HDF5 files are packed efficiently and allow to speed up calculations when dealing large quantities of data.
HDF5 files can be quickly explored with the line commands h5ls and h5dump.
HDF5 files can be handled in many programming languages, but here I will focus on dealing with them with python
.
Opening a hdf5 file in python
Python
can handle HDF5 files using the h5py librery. Thus the first step is to import this library and then define an object that will contain the information from our file:
import h5py
thefile = 'myfile.hdf5'
Usually, HDF5 files contain a Header and the different types of data stored in different groups, which are similar to folders.
Generating an hdf5 file in python
We can create an output HDF5 file using the write clause:
hf = h5py.File(thefile, 'w')
Note that the option ‘w’ will delete previous files with the same name.
We generate some data to be stored in our file.
# Create the edges and mid points of bins
import numpy as np
step = 1
edges = np.array(np.arange(9.,16.,step))
mhist = edges[1:]-0.5*step
# Create some random integer positions between 0 and 10
pos = np.random.randint(10, size=(100, 3))

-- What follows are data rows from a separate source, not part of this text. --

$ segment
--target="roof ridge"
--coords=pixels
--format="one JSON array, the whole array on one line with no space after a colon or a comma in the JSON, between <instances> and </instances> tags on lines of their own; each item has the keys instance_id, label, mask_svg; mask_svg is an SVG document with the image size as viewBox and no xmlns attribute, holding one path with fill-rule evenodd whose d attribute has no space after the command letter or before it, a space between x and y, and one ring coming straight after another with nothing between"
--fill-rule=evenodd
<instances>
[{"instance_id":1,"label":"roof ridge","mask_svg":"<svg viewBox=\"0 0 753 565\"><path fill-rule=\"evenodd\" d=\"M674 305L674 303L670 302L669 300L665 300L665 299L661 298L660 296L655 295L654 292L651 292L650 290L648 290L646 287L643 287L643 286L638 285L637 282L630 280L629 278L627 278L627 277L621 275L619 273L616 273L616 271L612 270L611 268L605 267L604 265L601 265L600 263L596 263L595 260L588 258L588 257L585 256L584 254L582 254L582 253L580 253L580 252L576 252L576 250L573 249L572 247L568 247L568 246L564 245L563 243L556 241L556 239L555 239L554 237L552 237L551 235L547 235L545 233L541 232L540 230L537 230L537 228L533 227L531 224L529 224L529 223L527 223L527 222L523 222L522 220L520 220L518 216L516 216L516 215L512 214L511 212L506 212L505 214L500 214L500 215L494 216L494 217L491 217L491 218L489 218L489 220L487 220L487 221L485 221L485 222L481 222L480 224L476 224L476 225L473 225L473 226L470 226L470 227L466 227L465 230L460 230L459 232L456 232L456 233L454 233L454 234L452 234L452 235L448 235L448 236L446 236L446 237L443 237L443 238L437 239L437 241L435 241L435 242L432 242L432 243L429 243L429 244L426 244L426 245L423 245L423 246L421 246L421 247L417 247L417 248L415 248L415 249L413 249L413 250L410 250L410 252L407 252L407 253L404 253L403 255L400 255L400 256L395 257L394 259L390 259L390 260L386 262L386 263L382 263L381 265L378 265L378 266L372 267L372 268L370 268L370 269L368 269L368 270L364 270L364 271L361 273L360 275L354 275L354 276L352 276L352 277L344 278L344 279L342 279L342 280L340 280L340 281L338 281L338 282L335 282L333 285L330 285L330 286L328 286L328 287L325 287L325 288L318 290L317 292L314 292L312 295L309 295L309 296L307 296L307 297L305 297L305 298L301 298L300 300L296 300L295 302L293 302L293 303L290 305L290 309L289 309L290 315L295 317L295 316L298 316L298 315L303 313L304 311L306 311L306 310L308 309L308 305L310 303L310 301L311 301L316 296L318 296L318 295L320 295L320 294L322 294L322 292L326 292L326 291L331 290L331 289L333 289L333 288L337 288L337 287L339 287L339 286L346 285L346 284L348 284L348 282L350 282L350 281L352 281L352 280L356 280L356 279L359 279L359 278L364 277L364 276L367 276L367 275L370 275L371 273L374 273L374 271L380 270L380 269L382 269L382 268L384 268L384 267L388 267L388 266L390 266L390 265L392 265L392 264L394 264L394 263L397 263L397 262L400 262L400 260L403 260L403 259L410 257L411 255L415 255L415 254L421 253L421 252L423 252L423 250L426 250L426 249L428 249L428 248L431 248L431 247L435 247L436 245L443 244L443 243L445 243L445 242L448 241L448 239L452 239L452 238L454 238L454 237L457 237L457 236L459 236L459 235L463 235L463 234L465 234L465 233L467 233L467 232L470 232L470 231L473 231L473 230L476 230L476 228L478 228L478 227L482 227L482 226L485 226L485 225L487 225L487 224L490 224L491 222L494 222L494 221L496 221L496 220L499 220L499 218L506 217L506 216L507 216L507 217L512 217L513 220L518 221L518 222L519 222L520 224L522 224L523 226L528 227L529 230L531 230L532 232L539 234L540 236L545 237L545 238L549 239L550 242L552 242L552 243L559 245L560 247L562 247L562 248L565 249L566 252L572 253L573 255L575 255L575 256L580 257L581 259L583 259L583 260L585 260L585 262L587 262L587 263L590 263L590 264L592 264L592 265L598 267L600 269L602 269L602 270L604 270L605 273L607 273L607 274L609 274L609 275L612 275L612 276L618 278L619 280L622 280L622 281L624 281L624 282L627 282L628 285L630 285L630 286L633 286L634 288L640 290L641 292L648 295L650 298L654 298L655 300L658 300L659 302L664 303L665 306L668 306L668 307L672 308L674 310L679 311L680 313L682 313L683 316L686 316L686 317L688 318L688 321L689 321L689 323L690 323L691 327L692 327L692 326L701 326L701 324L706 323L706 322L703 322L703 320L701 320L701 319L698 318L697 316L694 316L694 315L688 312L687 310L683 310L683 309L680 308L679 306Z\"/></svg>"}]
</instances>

We store the data generated above in a group called ‘data’.
hfdat = hf.create_group('data')
We add some labels with the units of the generated data.
hfdat.create_dataset('mass',data=mhist)
hfdat['mass'].dims[0].label = 'Mass (Msun/h)'
hfdat.create_dataset('pos',data=pos)
hfdat['pos'].dims[0].label = 'x,y,z (Mpc/h)'
The last thing to do is to close the newly created hdf5 file:
# Close the output file
hf.close()
Inspecting the content of an hdf5 file in the command line
We can check the content of out file using h5ls:
h5ls myfile.hdf5
To see what is in the ‘data’ group we can do:
h5ls myfile.hdf5/data
To see the values in one of the datasets use the ‘-d’ option:
h5ls -d myfile.hdf5/data/mass
The units of a dataset can be seen using the verbose ‘-v’ option:
h5ls -v myfile.hdf5/data/mass
The verbose option can also be useful to show the header contents:
h5ls -d myfile.hdf5/header
Adding a new dataset to an existing hdf5 file
We can add datasets to an already existing HDF5 file opening it with the append clause:
hf = h5py.File('myfile.hdf5', 'a')
We create a header for this file with some attributes containing general information
# Header
head = hf.create_dataset('header',(1,))
head.attrs[u'volume'] = 1000.
head.attrs[u'units_volume'] = u'(Mpc/h)**3'
We close the updated hdf5 file:
hf.close()
The header datasets will now be visible when you check the hdf5 file content in the command line:
h5ls myfile.hdf5
Reading a hdf5 file in python
To access the information in our HDF5 file, we open it in a read only way:
f = h5py.File(thefile, 'r')
We can acces the information in the groups of our file by either defining new variables or including the name of the group as a path (we see this later).
header = f['header']
data = f['data']
Reading the information in the header
To list all of the attributes in the header:
print(list(header.attrs.items()))
Once we know the names of the attributes, we can access their values. Let’s assume get the side of the cube from the volume:
boxsize = header.attrs['volume'] **(1/3)
Reading the data
The file we have created contains within the data group an array mass, and a matrix pos. We can store these as numpy arrays doing the following:
mass = data['mass'][:]
pos = data['pos'][:]
or
mass = f['data/mass'][:]
pos = f['data/pos'][:]
Note that mass will be a numpy array and pos a matrix.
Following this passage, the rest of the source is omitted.